Teenagers from Outer Space (von Dale Bailey)

Nancy wächst im ländlichen Ohio der 50er-Jahre auf. Ihre einzige Freundin ist Joan. Eines Tages begibt sich Joan mit ihrem Freund Johnny in das Viertel der Außerirdischen. Kurz darauf geht Johnny einen Schritt zu weit, nach einem Ball versucht er Joan zu vergewaltigen. Die Szene wird von dem Außerirdischen Tham unterbrochen. Joan beginnt eine Beziehung mit ihm, was nicht nur von ihrem Vater abgelehnt wird. Auch Johnny sinnt auf Rache und löst dadurch dramatische Ereignisse aus.

Bailey gelingt es bereits auf wenigen Seiten, eine überzeugende Kleinstadtatmosphäre zu zeigen. Von Joans überreligiösem Vater bis zu den Lehrern sind alle Charaktere in wenigen Sätzen gut getroffen. Genau so gelungen ist Nancys Einsamkeit. Sie hat in Joan zwar eine sehr gute Freundin, doch darüber hinaus gelingt es ihr nicht, mit anderen Menschen eine wirkliche Verbindung einzugehen. Ihr Leben ist ganz auf Joan fixiert. Als diese beginnt, sich für andere (männliche) Menschen zu interessieren, beobachtet Nancy dies penibel. In der Kurzgeschichte reflektiert sie immer wieder auch über den Wahrheitsgehalt ihrer Beobachtungen, schränkt ihre Vorurteile ein und geht offen mit ihren Gefühlen um. Dieser Schreibstil ist sehr direkt und trägt die Geschichte.

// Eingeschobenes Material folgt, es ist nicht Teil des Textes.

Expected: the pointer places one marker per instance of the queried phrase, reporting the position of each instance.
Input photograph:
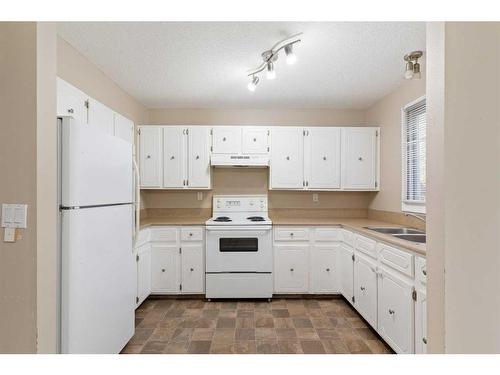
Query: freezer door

Die Rolle der Außerirdischen ist faszinierend. Sie sind aus einem unbekannten Grund irgendwann auf der Erde angekommen. Sie haben sich in gewisser Weise in die Gesellschaft der Menschen integriert, schicken ihre Kinder sogar auf menschliche Schulen. Dennoch ecken sie mit ihren ungewöhnlichen Verhaltensweisen immer wieder an. Letztlich vermischen sich die beiden Gruppen kaum, sondern leben konfliktfrei nebeneinander her. Mit ihren eigenen Vierteln erinnert dies an die automatische Trennung zum Beispiel italienischer, irischer oder chinesischer Viertel in den USA und in gewisser Weise auch an unsere europäischen Einwanderungsgesellschaften, die noch keinen Weg gefunden haben, wie man diese von beiden Seiten verursachte Trennung behebt.

Die Erzählung selbst ist eine dramatische Coming of Age Geschichte. Joan sucht ihre „Partner“ hauptsächlich um gegen das harte Regiment ihres Vaters zu protestieren. Dabei gerät sie zunächst in einen Vergewaltigungsversuch und sucht Schutz bei Tham. Doch Johnny kann diese Schmach nicht ertragen. Nachdem sich Joan im Quartier der Außerirdischen mit Tham von den anderen Menschen abgesondert hat, nutzt Johnny Nancys Gefühle Joan gegenüber aus, um einen Rettungsversuch zu starten. Dabei versucht er – von Nancy nicht bemerkt – Tham umzubringen, schießt am Ende aber auf Joan. Die Außerirdischen verlassen die Erde angesichts der Gewalt, die sie erlebt haben. Die Menschheit liest dies jedoch als erfolgreiches Zurückdrängen einer geplanten Invasion.

Im Mittelpunkt der Geschichte steht dadurch neben Nancys Gefühlen die Scham. Joans Vater kann die öffentliche Scham, die er in dem Verhalten seiner Tochter sieht, nicht ertragen. Johnny kann es nicht ertragen, dass er bei einem Vergewaltigungsversuch – den er natürlich völlig anders interpretiert – erwischt wurde. Und die Menschheit kann nicht ertragen, dass sie ihrem Ideal an Gastfreundschaft nicht gerecht geworden ist. Die Kurzgeschichte lädt dazu ein, zu hinterfragen, wie sehr man sich eigentlich die Realität zurecht biegt, um mit unangenehmen Erlebnissen und Fehltritten leben zu können. Diese Einladung zur kritischen Reflexion des eigenen Handelns sowie der Umwelt ist vor allem durch eine grandiose Erzählstimme sehr überzeugend.

Die Kurzgeschichte „Teenagers from Outer Space“ von dale Bailey ist 2016 in der 119. Ausgabe des Magazins „Clarkesworld“ erschienen. Sie ist außerdem ein Beitrag in der Anthologie „The Best American Science Fiction and Fantasy 2017“, herausgegeben von Charles Yu und John Joseph Adam.